How to write a regex capture group which matches a character 3 or 4 times before a delimiter?

Cuga :

I'm trying to write a regex that splits elements out according to a delimiter. The regex also needs to ensure there are ideally 4, but at least 3 colons : in each match.

Here's an example string:

"Checkers, etc:Blue::C, Backgammon, I say:Green::Pepsi:P, Chess, misc:White:Coke:Florida:A, :::U"
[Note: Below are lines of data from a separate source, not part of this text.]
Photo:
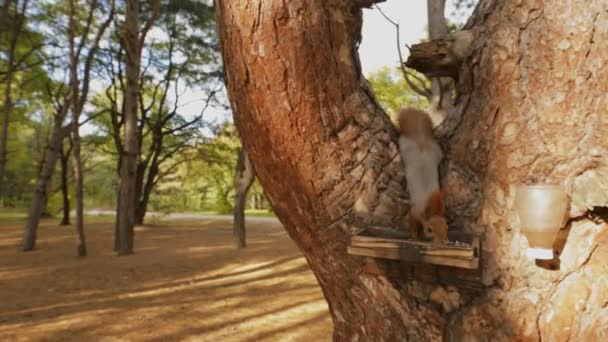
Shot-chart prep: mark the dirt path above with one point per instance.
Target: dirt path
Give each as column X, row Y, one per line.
column 186, row 282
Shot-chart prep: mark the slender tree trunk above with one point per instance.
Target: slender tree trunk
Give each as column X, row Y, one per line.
column 64, row 159
column 327, row 158
column 40, row 196
column 75, row 131
column 148, row 186
column 243, row 178
column 7, row 105
column 139, row 189
column 78, row 191
column 126, row 201
column 441, row 88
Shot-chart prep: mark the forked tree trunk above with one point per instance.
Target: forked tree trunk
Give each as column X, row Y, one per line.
column 132, row 40
column 243, row 179
column 327, row 158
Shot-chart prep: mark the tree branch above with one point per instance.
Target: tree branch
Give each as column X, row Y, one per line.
column 420, row 90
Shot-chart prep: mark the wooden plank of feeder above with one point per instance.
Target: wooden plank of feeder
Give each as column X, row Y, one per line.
column 418, row 252
column 424, row 247
column 435, row 251
column 413, row 256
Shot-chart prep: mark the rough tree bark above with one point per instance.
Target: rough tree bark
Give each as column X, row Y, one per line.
column 133, row 41
column 327, row 159
column 64, row 158
column 243, row 179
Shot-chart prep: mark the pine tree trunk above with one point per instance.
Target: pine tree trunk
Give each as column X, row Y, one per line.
column 65, row 194
column 126, row 200
column 78, row 192
column 243, row 179
column 139, row 189
column 40, row 196
column 7, row 107
column 327, row 159
column 75, row 132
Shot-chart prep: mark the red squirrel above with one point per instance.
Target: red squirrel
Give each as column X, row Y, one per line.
column 421, row 155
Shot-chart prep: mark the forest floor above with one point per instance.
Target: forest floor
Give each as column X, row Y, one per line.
column 185, row 282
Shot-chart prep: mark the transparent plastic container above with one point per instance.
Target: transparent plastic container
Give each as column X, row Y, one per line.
column 542, row 211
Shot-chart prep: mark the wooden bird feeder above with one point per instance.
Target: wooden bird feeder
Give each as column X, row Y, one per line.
column 462, row 250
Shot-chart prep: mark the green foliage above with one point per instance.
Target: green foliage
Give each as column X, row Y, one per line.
column 393, row 92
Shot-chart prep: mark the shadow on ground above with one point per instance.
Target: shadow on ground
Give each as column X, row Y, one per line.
column 185, row 282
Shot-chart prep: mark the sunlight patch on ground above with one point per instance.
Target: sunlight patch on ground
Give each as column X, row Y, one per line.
column 185, row 282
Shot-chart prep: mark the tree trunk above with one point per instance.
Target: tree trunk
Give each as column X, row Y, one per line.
column 7, row 104
column 78, row 190
column 139, row 189
column 64, row 160
column 126, row 200
column 40, row 196
column 75, row 131
column 327, row 159
column 243, row 178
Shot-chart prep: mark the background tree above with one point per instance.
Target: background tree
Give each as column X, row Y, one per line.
column 83, row 42
column 133, row 41
column 243, row 179
column 393, row 92
column 23, row 58
column 327, row 158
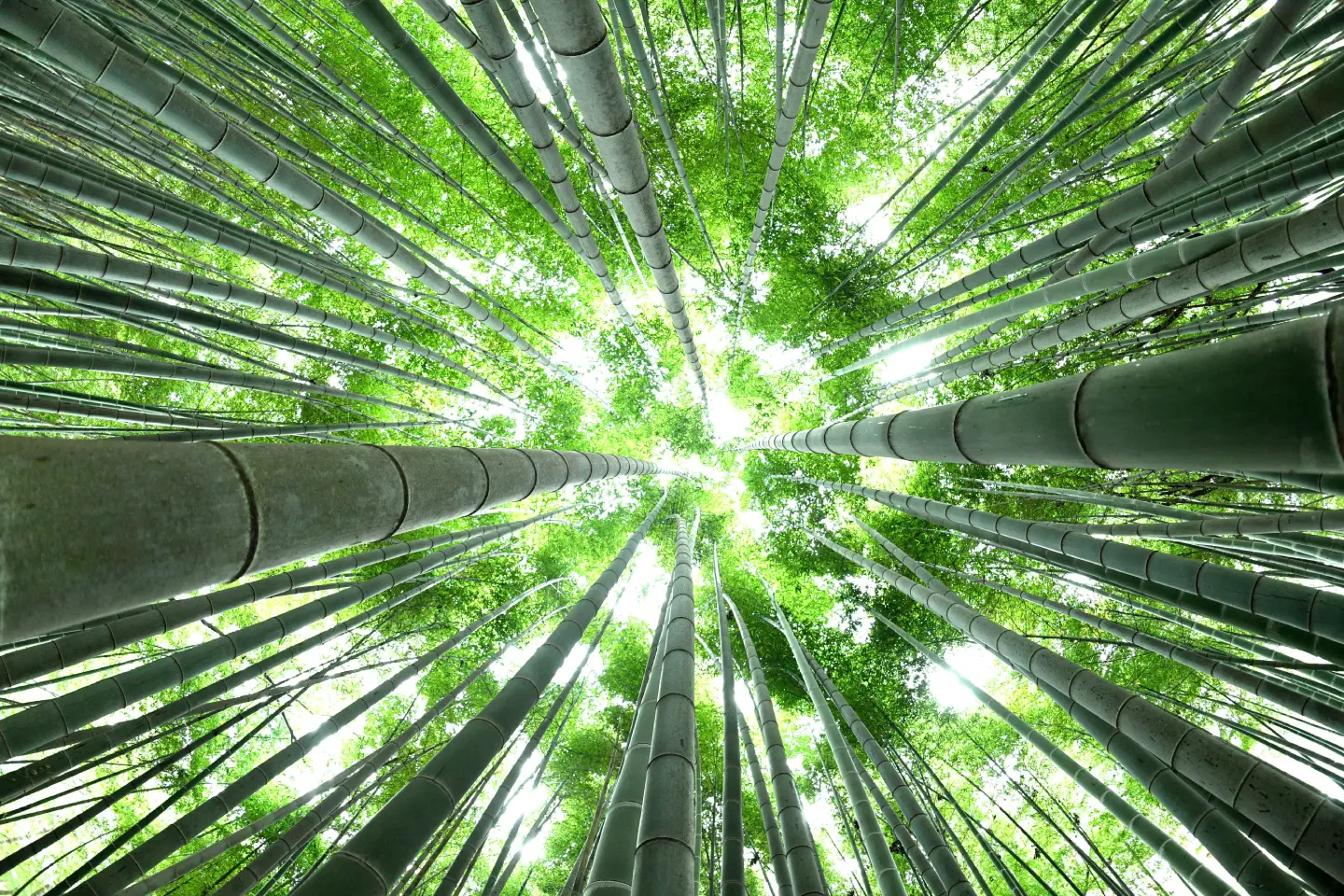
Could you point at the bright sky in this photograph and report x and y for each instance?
(972, 661)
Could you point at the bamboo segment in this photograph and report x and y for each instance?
(665, 850)
(207, 513)
(1261, 399)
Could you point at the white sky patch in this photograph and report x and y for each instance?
(868, 214)
(644, 589)
(904, 363)
(863, 623)
(689, 464)
(585, 361)
(971, 661)
(727, 421)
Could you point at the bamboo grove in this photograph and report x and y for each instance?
(602, 448)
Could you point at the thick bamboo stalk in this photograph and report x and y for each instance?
(1300, 817)
(1261, 399)
(883, 867)
(578, 36)
(574, 884)
(775, 843)
(665, 847)
(806, 45)
(208, 513)
(613, 857)
(805, 874)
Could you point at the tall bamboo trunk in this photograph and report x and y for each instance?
(870, 831)
(208, 513)
(734, 868)
(805, 875)
(381, 852)
(665, 850)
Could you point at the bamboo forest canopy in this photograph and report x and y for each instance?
(604, 448)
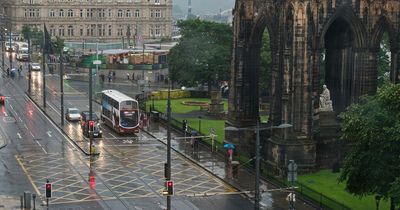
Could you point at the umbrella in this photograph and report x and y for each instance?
(229, 146)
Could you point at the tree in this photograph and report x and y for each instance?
(203, 53)
(265, 65)
(384, 60)
(373, 165)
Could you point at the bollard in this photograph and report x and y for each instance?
(34, 203)
(27, 200)
(22, 201)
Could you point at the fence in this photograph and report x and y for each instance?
(312, 197)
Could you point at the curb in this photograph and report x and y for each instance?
(62, 130)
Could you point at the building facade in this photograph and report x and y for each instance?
(106, 20)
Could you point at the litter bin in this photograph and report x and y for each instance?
(155, 115)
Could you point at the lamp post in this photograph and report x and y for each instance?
(168, 178)
(257, 158)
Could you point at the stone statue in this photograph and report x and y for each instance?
(325, 102)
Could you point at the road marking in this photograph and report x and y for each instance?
(53, 109)
(41, 147)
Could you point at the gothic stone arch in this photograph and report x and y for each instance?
(349, 31)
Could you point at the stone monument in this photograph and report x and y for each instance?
(216, 107)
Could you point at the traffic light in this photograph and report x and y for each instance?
(2, 99)
(170, 187)
(91, 125)
(48, 190)
(92, 182)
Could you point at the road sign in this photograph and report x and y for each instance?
(97, 62)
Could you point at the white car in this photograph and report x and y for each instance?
(35, 67)
(73, 114)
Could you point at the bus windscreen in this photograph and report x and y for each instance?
(129, 118)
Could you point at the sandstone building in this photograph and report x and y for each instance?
(106, 20)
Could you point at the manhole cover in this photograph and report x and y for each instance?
(8, 119)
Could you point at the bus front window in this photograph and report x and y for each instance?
(129, 118)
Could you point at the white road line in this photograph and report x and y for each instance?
(55, 126)
(54, 109)
(41, 147)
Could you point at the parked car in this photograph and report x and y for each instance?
(85, 125)
(35, 67)
(85, 117)
(72, 114)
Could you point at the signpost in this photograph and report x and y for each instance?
(292, 177)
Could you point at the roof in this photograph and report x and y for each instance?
(116, 95)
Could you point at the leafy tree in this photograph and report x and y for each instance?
(265, 65)
(373, 165)
(203, 53)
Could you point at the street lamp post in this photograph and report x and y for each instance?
(168, 178)
(257, 158)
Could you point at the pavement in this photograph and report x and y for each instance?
(243, 178)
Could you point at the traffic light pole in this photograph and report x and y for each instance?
(169, 142)
(62, 86)
(29, 66)
(10, 50)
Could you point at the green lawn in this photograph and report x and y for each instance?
(204, 124)
(326, 183)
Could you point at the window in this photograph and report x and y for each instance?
(61, 31)
(158, 13)
(70, 13)
(52, 13)
(70, 31)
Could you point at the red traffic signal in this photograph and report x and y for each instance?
(92, 182)
(170, 187)
(91, 125)
(48, 190)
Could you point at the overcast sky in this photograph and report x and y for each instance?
(205, 6)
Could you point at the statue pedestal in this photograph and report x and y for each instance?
(216, 107)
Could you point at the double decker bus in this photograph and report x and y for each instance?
(119, 111)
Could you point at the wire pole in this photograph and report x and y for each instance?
(62, 86)
(44, 67)
(257, 185)
(29, 66)
(10, 50)
(169, 142)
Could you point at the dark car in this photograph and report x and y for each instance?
(85, 124)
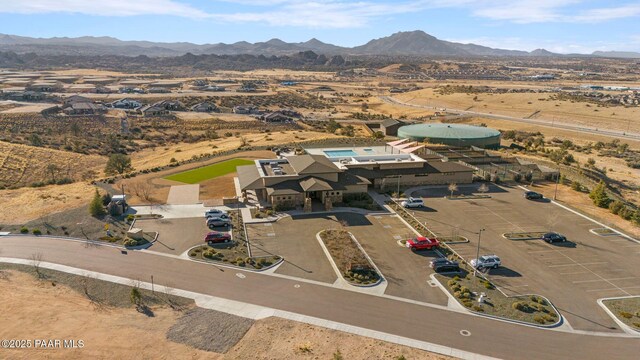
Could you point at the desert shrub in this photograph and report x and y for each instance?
(576, 186)
(522, 306)
(130, 242)
(517, 177)
(626, 315)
From this, there should be 4 matches:

  • Checkers, etc:Blue::C
  • Backgammon, I say:Green::Pepsi:P
  • Chess, misc:White:Coke:Florida:A
  • :::U

Here's what I've tried so far:

([^:]*:[^:]*){3,4}(?:, )

Regex 101 at: https://regex101.com/r/O8iacP/8

I tried setting up a non-capturing group for ,

Then I tried matching a group of any character that's not a :, a :, and any character that's not a : 3 or 4 times.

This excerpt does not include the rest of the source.